YOUR SOLIN GENERATED RECIPE
Golden Pan-Seared Cod with Zesty Lemon
Pan-seared cod fillets seasoned with turmeric and lemon, served over fluffy quinoa and snap-crisp asparagus for a bright and nourishing meal.
INGREDIENTS
9 oz Cod fillet
0.25 cup Dry quinoa
1 cup Asparagus spears
1 tbsp Ghee
0.5 whole Lemon
0.25 tsp Ground turmeric
0.25 tsp Garlic powder
0.25 tsp Sea salt
0.25 tsp Black pepper
1 tbsp Fresh parsley
PREPARATION
Rinse the dry quinoa under cold water and place in a small pot with 0.5 cup water; bring to a boil, then cover and simmer for 15 minutes until liquid is absorbed.
Pat the cod fillets very dry with a paper towel and season both sides evenly with sea salt, black pepper, garlic powder, and ground turmeric.
Melt the ghee in a large non-stick skillet over medium-high heat until shimmering.

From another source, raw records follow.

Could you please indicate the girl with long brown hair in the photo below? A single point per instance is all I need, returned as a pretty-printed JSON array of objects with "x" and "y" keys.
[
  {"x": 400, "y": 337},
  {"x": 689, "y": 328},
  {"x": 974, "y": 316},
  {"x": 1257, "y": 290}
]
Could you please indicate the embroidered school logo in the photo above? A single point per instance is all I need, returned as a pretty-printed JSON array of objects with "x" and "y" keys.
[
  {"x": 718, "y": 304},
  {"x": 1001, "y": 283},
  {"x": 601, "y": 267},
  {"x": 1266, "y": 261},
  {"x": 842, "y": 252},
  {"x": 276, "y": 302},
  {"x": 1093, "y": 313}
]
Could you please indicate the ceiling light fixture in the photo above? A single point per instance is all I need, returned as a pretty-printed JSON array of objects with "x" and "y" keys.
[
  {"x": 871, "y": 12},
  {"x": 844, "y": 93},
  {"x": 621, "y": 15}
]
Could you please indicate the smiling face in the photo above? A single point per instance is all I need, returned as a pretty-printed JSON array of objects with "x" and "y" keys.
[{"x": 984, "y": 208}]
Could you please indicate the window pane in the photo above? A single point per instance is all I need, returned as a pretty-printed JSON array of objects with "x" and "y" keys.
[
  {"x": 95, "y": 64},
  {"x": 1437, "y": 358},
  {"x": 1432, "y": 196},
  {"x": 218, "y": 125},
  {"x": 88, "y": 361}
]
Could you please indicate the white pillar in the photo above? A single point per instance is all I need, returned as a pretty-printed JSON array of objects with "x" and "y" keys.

Place the cod in the skillet and sear for 3 to 4 minutes without moving it until a golden crust forms, then flip and cook for another 3 minutes until opaque.
While the fish cooks, steam the asparagus spears for 4-5 minutes until they are bright green and tender-crisp.
Fluff the cooked quinoa with a fork and plate it alongside the steamed asparagus and the seared cod.
Squeeze the fresh lemon juice over the fish and garnish with finely chopped parsley before serving.